We all need role models or people to see ourselves in and be inspired by, so it has always been important to me to have a diverse group of men at these functions who might be able to encourage men like them to support and be aware. What’s important to me to encourage sustained action is that these events feel supportive and friendly and encouraging and not just a night filled with medical jargon. I think it’s very simple to move people permanently and that is all about reaching their heart. So, I tried to reach their heart to illicit sustained support. Every man I’ve ever known has loved a woman, whether it be platonic or not deep enough that it changes their perspective on the world.
Endometriosis is often invisible. In your own experience, how has that invisibility shaped relationships – and how can men better understand a condition they can’t physically see?
A somewhat invisible disease comes with its own difficulties for sure. I think it has made me incredibly tough because I got tired of trying to convince people that I was in pain so I’ve just learned to live with it and not share it, so unfortunately, I think it can feel very isolating. I really think the best thing that men can do is try to learn about endometriosis because it is a full body disease and can affect the entire woman. This includes the way she thinks, the way she feels, her energy level, her hormones, her digestive system. I mean the list is endless. So, trying to have the patience and understanding that she may be affected on more levels than first thought. Really the best thing to do is be educated.
MEN FOR ENDO is bold, strategic and deeply personal. What have you discovered about your own strength in stepping into advocacy so publicly?

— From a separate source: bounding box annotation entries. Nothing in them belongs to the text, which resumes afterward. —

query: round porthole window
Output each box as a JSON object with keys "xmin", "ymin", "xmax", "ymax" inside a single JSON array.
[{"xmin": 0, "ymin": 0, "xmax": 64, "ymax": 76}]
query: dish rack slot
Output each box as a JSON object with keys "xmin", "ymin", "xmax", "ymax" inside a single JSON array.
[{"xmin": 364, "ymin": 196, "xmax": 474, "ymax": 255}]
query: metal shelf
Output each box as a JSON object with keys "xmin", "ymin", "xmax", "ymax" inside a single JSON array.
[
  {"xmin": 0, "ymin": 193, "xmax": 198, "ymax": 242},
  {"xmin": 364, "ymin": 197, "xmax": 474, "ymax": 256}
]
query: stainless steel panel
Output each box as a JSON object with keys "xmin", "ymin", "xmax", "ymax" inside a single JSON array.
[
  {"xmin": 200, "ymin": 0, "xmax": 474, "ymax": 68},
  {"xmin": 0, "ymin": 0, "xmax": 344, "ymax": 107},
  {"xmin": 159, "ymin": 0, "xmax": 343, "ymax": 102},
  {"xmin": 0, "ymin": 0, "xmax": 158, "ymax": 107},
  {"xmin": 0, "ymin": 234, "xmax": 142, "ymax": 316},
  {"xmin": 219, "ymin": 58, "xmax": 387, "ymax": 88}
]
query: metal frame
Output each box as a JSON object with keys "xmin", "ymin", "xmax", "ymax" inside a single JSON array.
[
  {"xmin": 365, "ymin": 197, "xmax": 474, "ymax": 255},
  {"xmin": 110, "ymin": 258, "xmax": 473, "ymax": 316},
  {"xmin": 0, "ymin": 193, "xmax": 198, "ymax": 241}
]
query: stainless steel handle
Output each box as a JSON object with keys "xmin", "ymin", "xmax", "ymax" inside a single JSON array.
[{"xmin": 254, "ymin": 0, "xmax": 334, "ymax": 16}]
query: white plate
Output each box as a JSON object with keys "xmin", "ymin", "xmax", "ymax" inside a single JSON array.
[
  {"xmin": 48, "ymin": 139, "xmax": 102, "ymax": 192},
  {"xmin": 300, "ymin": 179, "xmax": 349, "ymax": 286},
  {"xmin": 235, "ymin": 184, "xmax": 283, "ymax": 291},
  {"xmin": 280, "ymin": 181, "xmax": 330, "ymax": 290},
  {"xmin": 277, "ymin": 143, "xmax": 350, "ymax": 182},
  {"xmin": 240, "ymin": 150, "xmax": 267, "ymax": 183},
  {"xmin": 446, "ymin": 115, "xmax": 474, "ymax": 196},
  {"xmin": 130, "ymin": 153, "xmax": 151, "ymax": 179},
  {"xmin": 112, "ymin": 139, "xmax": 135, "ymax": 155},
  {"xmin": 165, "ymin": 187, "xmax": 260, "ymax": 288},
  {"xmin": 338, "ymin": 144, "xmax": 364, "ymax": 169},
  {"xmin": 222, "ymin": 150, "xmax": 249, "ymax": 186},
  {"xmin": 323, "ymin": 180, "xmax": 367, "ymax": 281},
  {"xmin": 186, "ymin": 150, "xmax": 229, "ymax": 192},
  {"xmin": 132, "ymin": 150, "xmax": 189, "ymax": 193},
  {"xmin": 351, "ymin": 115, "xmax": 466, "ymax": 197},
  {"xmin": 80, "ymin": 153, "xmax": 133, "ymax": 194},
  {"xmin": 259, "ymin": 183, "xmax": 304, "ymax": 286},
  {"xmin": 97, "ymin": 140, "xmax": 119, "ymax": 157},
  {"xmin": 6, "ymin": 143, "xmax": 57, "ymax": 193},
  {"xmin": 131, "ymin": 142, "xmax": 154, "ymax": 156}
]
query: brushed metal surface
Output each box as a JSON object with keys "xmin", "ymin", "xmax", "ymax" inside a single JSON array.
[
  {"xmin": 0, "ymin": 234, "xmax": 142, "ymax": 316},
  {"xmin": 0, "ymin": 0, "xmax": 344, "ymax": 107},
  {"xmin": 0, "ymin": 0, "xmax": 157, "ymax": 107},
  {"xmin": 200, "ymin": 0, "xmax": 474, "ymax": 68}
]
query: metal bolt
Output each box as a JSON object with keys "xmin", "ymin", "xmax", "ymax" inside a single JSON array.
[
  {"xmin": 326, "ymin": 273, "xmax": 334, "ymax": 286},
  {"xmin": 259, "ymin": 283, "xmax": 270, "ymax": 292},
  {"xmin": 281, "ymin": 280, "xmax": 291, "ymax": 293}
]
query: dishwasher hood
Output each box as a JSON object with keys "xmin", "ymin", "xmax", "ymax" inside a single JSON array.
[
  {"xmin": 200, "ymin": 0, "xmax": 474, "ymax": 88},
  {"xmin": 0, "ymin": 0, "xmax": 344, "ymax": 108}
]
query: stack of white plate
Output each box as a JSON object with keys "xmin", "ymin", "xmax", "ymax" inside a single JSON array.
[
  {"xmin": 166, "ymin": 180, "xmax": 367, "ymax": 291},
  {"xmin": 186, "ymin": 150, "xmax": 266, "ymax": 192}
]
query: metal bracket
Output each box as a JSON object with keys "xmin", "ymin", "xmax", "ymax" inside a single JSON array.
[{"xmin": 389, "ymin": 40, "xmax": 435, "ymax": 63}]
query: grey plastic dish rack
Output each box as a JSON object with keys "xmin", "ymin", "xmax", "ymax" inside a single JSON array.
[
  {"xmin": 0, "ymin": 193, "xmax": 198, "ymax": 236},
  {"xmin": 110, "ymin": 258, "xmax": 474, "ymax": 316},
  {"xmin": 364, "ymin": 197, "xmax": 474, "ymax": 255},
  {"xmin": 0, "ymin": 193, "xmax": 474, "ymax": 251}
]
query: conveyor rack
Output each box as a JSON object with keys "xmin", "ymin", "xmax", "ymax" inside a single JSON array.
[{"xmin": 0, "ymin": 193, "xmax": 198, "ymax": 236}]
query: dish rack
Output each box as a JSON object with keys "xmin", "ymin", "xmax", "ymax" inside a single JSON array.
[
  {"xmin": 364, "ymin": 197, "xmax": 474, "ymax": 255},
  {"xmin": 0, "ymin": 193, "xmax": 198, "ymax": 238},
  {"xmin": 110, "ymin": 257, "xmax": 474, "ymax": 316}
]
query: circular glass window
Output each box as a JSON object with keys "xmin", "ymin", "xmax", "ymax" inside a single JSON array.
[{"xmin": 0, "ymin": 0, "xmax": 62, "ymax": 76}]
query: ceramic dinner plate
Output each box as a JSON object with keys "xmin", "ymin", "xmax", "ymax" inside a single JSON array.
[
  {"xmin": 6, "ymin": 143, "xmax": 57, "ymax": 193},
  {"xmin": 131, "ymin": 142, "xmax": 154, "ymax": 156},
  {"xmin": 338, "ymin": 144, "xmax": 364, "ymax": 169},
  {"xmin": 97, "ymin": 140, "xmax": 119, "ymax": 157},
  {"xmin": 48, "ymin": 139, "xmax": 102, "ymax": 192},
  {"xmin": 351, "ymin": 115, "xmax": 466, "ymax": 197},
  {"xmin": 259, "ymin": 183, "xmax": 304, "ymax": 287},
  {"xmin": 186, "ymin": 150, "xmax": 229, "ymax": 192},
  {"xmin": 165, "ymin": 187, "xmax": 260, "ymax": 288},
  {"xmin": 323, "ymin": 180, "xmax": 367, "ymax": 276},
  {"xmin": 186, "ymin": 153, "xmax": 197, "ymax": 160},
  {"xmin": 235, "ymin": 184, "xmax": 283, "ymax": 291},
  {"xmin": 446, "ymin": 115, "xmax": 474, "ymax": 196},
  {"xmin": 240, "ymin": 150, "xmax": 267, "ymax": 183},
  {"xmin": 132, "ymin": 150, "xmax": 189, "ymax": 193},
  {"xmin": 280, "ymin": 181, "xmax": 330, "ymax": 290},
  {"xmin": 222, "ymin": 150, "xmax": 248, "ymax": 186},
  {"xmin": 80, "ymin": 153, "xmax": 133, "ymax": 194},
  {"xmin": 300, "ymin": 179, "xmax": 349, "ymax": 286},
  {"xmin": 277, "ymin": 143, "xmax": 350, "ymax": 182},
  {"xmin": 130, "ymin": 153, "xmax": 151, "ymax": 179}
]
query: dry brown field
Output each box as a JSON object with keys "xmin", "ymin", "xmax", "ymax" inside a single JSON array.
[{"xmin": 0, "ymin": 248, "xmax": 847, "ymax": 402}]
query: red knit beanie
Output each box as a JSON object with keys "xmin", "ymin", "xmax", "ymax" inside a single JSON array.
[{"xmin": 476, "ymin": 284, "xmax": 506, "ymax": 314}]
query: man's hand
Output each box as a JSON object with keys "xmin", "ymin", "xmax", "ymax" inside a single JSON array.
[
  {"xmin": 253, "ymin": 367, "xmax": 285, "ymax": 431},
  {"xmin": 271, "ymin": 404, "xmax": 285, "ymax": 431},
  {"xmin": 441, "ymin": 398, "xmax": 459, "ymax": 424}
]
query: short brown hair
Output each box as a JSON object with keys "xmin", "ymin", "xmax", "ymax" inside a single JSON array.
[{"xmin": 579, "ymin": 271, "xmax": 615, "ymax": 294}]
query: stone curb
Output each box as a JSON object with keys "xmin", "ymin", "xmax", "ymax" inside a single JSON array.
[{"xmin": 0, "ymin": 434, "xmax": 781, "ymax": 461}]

I’ve always understood how resilient I am, but I suppose it has shown me how much persistence I can conjure. Because putting this together has taken a lot of time and energy and patience and hope and many times would have been a lot easier to just let go.
Looking forward, what does success for MEN FOR ENDO actually look like to you? Is it policy change, earlier diagnosis, cultural empathy – or something more?
I can’t say I’m entirely sure what the end goal is. MEN FOR ENDO is still so young and was only ever supposed to be one brunch event in Sydney. But because it was so impactful, I extended it to another event in NYC and now it’s slow slowly showing me what it wants to become. My goal has always been to just open the minds and hearts of men who may not know about this disease. Whether it’s spans beyond that, I don’t know yet. But knowing me, it most likely will.